I constructed the beginnings of a script that is supposed to keep a running total non-ended tags with the XML::PARSER. The problem is that XML::PARSER errors out when XML is defective, which is exactly when I want the the rest of the script to work. So I'm assuming that I have to switch to SAX so the script will run as a stream and add and subtract to the array until it hits XML corruption as you were originally suggesting I expect.

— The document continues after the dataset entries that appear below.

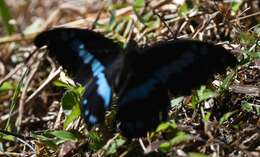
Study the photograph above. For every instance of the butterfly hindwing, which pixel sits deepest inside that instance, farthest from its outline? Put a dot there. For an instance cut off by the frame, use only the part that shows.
(174, 66)
(86, 55)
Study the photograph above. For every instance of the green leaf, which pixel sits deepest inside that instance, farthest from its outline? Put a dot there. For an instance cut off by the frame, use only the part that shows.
(193, 154)
(176, 103)
(65, 135)
(96, 141)
(4, 137)
(246, 106)
(6, 86)
(165, 147)
(183, 10)
(69, 99)
(180, 137)
(204, 93)
(235, 5)
(74, 114)
(6, 17)
(226, 116)
(166, 125)
(117, 143)
(226, 82)
(138, 5)
(206, 117)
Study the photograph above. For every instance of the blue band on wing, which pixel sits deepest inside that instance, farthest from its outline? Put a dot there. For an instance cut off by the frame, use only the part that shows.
(98, 70)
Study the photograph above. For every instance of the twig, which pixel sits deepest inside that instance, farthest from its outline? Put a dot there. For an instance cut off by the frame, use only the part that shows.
(24, 93)
(50, 78)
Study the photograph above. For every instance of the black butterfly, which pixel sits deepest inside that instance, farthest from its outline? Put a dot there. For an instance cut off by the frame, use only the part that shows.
(141, 77)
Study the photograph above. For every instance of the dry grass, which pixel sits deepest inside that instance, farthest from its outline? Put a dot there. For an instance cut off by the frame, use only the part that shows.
(226, 125)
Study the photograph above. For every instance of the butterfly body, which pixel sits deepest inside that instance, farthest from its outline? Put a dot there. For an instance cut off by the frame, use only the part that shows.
(141, 77)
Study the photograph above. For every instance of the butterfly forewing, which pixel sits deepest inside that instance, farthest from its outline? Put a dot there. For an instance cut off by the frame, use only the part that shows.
(175, 66)
(86, 55)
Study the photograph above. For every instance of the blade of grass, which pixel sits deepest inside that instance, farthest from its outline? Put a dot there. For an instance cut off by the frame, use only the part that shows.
(6, 17)
(15, 99)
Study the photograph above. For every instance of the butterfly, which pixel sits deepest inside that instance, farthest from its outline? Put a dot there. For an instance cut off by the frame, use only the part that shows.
(141, 77)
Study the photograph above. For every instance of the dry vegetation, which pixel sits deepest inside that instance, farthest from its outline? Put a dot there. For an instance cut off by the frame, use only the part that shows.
(220, 122)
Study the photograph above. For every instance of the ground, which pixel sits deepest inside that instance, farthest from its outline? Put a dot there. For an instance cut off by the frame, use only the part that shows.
(37, 116)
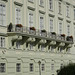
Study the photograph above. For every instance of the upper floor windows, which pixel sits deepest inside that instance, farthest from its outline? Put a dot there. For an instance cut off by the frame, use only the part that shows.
(68, 29)
(60, 27)
(52, 66)
(17, 15)
(18, 67)
(2, 14)
(2, 67)
(60, 9)
(30, 21)
(2, 42)
(41, 2)
(41, 22)
(51, 4)
(30, 0)
(74, 13)
(18, 44)
(74, 31)
(51, 25)
(67, 11)
(43, 67)
(31, 67)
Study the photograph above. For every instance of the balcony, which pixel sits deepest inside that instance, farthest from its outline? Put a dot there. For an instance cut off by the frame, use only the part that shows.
(39, 34)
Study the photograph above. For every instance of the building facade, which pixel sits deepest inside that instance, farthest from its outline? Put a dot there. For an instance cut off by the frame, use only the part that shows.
(36, 36)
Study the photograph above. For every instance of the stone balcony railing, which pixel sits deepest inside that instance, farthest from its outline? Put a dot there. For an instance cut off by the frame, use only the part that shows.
(39, 34)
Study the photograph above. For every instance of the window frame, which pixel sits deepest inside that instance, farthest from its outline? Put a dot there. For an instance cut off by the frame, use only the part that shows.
(2, 41)
(42, 5)
(51, 25)
(1, 67)
(18, 68)
(31, 65)
(41, 26)
(3, 3)
(67, 10)
(16, 16)
(51, 5)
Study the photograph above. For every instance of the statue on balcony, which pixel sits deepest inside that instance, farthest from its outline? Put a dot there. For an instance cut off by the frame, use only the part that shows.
(10, 27)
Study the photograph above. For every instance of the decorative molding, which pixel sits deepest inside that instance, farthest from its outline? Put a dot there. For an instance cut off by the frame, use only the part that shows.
(17, 3)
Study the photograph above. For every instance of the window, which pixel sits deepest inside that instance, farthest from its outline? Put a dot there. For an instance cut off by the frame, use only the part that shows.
(52, 66)
(31, 67)
(51, 4)
(30, 19)
(51, 25)
(59, 7)
(2, 14)
(18, 43)
(43, 67)
(41, 23)
(61, 66)
(41, 2)
(2, 42)
(2, 67)
(67, 11)
(52, 48)
(68, 30)
(74, 31)
(42, 47)
(17, 16)
(18, 67)
(60, 49)
(74, 13)
(68, 50)
(60, 27)
(31, 46)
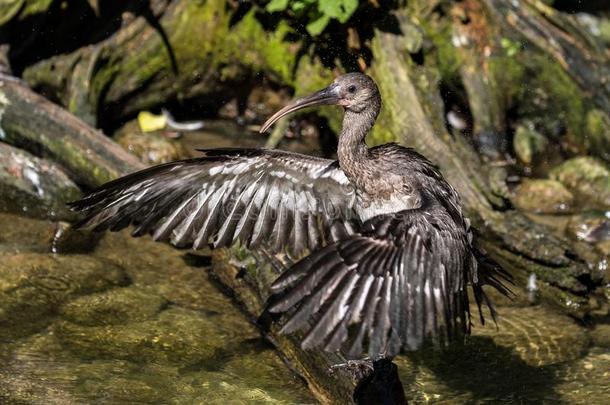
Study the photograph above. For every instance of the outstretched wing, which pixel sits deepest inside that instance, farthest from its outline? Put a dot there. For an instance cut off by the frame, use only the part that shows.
(259, 197)
(399, 282)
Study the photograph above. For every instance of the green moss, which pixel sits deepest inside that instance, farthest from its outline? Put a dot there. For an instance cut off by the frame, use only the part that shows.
(564, 94)
(35, 7)
(202, 43)
(445, 55)
(597, 133)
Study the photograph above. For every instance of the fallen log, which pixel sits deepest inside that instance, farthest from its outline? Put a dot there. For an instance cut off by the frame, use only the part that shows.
(31, 122)
(413, 113)
(329, 375)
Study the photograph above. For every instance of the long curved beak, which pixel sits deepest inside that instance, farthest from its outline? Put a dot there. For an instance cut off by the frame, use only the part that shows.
(329, 95)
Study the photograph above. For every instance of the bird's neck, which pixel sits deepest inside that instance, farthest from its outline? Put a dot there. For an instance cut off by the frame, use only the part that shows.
(352, 150)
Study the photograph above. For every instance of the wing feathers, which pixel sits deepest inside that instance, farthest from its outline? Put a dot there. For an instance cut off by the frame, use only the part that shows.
(254, 196)
(397, 289)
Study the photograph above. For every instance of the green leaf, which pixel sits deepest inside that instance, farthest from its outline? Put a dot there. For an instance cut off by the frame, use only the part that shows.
(317, 26)
(276, 5)
(342, 10)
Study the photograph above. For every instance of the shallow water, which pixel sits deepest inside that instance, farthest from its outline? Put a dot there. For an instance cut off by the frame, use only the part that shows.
(113, 319)
(125, 321)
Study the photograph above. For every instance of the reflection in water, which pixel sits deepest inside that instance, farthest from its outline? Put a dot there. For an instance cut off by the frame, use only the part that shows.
(129, 322)
(114, 319)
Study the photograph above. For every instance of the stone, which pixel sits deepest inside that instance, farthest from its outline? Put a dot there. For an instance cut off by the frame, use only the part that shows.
(588, 178)
(528, 144)
(113, 307)
(151, 147)
(33, 286)
(543, 197)
(591, 227)
(176, 335)
(601, 335)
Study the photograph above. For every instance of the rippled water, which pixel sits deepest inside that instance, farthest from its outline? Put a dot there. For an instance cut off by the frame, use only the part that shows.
(123, 320)
(129, 321)
(113, 319)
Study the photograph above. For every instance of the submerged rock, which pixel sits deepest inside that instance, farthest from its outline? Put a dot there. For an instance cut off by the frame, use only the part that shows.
(597, 133)
(34, 186)
(588, 177)
(22, 234)
(543, 197)
(152, 147)
(536, 334)
(590, 227)
(601, 336)
(33, 287)
(114, 307)
(176, 336)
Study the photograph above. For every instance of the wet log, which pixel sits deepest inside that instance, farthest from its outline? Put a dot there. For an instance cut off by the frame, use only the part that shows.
(413, 113)
(31, 122)
(174, 52)
(34, 187)
(328, 377)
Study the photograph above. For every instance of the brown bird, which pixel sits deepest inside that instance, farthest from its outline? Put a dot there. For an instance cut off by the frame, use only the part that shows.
(388, 252)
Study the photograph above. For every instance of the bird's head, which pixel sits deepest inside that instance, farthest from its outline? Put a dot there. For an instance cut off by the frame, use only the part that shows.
(354, 91)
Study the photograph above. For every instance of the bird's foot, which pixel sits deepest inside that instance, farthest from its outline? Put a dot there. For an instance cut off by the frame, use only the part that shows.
(357, 369)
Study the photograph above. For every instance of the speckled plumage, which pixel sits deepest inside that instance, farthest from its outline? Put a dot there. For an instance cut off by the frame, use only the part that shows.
(390, 254)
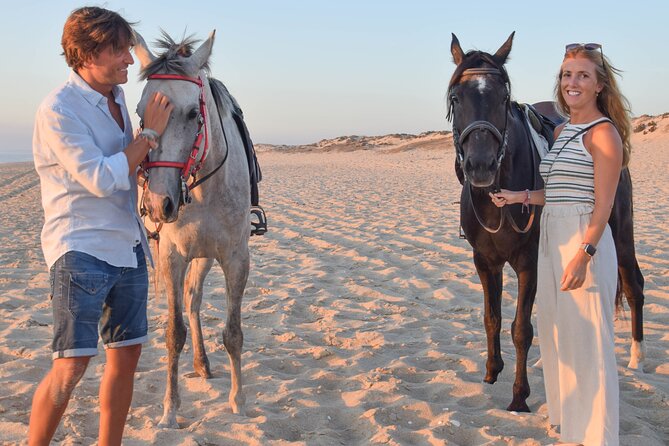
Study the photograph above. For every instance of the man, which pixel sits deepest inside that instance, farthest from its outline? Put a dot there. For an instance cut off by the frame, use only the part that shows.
(92, 239)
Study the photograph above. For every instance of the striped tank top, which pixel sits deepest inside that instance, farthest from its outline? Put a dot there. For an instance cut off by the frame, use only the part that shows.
(568, 170)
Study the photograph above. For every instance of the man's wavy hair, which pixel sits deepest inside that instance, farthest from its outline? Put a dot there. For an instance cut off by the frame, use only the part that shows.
(89, 30)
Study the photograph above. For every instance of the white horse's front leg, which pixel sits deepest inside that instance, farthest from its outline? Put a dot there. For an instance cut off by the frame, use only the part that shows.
(174, 270)
(637, 355)
(236, 270)
(193, 300)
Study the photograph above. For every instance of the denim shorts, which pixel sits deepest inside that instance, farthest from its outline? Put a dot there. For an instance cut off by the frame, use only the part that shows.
(91, 298)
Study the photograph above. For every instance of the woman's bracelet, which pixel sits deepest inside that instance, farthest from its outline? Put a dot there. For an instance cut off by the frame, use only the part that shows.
(526, 202)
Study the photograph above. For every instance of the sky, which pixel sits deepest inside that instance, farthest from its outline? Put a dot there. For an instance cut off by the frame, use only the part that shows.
(303, 70)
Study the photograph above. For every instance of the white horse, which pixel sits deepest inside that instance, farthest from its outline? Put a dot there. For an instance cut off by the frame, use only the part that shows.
(197, 190)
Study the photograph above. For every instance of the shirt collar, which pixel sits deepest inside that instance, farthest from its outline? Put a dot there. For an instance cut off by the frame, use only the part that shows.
(92, 96)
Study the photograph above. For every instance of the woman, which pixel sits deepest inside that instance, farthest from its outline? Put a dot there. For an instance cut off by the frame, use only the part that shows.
(577, 269)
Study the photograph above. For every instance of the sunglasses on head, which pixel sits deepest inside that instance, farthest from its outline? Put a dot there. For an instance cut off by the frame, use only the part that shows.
(585, 46)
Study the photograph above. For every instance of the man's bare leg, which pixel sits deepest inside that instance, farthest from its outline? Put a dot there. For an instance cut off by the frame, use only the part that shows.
(52, 396)
(116, 392)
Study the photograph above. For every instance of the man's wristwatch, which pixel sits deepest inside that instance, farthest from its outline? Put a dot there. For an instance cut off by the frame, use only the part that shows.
(150, 136)
(589, 249)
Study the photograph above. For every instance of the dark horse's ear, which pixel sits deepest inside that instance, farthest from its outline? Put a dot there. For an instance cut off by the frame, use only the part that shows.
(503, 52)
(456, 50)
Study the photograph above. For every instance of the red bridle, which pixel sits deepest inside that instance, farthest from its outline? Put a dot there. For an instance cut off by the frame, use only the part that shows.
(192, 164)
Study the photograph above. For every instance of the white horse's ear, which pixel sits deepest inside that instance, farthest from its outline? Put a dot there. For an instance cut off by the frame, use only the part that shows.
(142, 51)
(201, 55)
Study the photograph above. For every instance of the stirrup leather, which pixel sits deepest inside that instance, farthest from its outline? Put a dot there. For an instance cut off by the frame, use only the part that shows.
(260, 226)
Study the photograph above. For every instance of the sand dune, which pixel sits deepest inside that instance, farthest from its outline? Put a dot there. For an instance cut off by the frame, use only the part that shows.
(362, 318)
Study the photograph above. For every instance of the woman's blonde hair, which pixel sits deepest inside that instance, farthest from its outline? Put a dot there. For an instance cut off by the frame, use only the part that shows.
(610, 101)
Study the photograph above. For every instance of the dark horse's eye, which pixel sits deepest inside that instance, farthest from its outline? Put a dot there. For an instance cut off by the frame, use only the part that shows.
(193, 114)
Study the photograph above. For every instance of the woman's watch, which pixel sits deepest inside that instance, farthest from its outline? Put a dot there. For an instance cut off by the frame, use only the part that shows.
(589, 249)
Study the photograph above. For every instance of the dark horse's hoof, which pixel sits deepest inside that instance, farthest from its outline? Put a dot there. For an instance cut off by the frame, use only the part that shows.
(518, 407)
(258, 221)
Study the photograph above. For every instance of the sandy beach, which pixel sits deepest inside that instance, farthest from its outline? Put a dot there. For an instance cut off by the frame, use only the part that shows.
(362, 318)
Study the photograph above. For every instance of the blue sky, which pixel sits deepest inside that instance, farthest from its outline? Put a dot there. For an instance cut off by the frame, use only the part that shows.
(307, 70)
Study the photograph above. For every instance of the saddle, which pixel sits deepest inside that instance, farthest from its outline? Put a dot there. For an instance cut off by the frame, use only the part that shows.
(258, 217)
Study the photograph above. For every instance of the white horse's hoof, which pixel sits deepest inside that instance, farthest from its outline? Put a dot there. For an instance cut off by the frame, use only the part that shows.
(637, 356)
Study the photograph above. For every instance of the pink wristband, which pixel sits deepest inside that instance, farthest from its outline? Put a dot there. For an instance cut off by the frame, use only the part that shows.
(526, 202)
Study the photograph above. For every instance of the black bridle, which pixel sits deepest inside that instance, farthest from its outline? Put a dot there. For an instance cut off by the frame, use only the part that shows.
(501, 137)
(503, 140)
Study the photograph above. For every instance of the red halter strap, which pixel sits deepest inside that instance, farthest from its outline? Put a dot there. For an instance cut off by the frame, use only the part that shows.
(192, 165)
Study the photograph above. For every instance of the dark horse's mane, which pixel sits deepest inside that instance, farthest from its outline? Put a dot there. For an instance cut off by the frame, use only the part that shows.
(474, 59)
(174, 58)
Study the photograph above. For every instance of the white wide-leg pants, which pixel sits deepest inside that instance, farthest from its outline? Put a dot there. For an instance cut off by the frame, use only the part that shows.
(576, 335)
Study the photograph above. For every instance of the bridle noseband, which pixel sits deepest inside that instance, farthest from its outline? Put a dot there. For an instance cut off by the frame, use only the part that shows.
(193, 163)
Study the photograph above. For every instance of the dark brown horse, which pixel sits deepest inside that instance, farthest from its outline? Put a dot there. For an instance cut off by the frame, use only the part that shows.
(494, 150)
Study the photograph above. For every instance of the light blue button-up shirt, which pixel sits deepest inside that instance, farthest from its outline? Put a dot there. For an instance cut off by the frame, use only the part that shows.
(88, 194)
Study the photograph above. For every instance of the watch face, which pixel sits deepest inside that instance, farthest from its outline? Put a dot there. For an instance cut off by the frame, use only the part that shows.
(590, 250)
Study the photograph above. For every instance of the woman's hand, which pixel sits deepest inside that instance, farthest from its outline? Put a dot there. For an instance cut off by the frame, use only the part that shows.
(504, 197)
(574, 274)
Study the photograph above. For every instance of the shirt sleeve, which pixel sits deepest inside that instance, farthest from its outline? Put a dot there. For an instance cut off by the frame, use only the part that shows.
(73, 145)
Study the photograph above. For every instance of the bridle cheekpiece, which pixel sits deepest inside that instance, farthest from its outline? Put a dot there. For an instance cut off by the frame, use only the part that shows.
(194, 163)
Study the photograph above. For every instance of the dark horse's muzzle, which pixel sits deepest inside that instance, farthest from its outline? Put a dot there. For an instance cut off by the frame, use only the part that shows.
(480, 162)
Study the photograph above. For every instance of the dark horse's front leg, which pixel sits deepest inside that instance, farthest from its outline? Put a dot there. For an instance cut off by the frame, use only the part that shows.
(491, 280)
(522, 332)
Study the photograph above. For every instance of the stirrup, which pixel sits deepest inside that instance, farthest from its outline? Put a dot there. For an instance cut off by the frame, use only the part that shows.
(260, 226)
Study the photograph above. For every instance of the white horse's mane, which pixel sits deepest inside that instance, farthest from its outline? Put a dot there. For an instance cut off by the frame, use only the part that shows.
(175, 59)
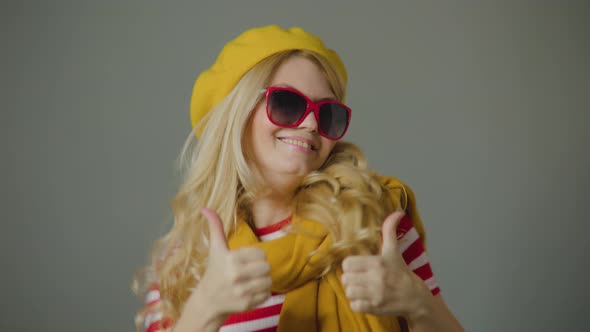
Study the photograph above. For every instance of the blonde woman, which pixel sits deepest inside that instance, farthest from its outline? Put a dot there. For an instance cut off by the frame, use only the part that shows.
(279, 226)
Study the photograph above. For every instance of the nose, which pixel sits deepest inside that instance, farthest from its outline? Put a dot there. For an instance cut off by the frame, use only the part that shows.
(309, 123)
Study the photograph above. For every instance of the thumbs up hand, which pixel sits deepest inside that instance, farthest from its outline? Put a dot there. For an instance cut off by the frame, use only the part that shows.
(235, 280)
(384, 284)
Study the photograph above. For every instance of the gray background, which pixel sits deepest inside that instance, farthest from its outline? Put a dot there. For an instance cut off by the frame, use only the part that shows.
(481, 106)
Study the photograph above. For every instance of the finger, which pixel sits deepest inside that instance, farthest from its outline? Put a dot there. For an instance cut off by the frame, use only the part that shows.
(360, 306)
(354, 278)
(256, 270)
(254, 286)
(249, 254)
(259, 298)
(216, 232)
(390, 246)
(360, 263)
(357, 292)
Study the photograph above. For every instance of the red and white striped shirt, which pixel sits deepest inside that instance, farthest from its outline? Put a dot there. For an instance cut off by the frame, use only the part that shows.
(265, 317)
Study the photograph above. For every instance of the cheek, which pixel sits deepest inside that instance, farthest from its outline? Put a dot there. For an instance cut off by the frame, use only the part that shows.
(327, 146)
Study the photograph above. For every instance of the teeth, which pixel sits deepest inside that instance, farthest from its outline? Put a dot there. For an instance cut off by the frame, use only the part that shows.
(299, 143)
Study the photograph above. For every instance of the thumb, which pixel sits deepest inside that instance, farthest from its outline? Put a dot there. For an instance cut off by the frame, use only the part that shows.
(216, 233)
(389, 231)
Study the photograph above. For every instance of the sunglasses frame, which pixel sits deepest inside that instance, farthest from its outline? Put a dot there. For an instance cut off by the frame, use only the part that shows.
(310, 106)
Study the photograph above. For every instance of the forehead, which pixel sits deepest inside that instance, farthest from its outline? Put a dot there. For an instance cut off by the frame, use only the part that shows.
(304, 75)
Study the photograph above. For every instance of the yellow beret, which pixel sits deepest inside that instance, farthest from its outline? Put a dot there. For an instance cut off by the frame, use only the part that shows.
(241, 54)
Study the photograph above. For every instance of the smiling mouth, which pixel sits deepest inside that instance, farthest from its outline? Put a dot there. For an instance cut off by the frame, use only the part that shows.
(298, 143)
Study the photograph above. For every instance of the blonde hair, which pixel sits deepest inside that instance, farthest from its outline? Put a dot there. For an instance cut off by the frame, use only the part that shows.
(342, 194)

So here's the script with XML::PARSER that doesn't run when validation problems exist. When they don't exist it returns nothing for the @tags array which should be correct.
#!/usr/bin/perl
use XML::Parser;
use strict;
my $xml_file = $ARGV[0];
my $parser = new XML::Parser;
$parser->setHandlers(
Start => \&start_tag_handler,
End => \&end_tag_handler,
);
$parser->parsefile($xml_file);
my @tags;
sub start_tag_handler
{
my $p = shift;
my $element = shift;
my $parent = $p->current_element;
my $realtag = "$parent::$element";
push(@tags, $realtag);
}
sub end_tag_handler
{
my $p2 = shift;
my $element2 = shift;
my $parent2 = $p2->current_element;
my $realtag2 = "$parent2::$element2";
my $index = 0;
$index++ until $tags[$index] eq "$realtag2";
splice(@tags, $index, 1);
}
open (MYFILE, '>data.txt');
print MYFILE "Tags in the array are @tags\n";
close (MYFILE);
Update:
On another crucial for me subject I'd expect...why are externally initiated arrays available outside a subroutine like the @tags available above in a script but not in a module like below?:
package truncator;
require 5.005_62;
use strict;
use XML::SAX::Base;
our @ISA = ('XML::SAX::Base');
our $VERSION = '0.01';
my @tags;
sub new {
my ($type) = @_;
return bless {}, $type;
}
my $current_element = '';
sub start_element {
my ($self, $element) = @_;
$current_element = $element->{Name};
push(@tags, $current_element);
}
print @tags;
1;
The print @tags line doesn't return anything when outside the subroutine, but it would if it were in a script.
Update
It looks like I was reinventing the wheel. Xmllint will reliably putting the correct ending tags on corrupt XML with --recover command. I did find a case though where its truncation and ending tag solutions didn't suit MS Word. So what I want to do know is figure out how to truncate an XML file a configurable amount of characters before the first error, and then apply the command line xmllint --recover. |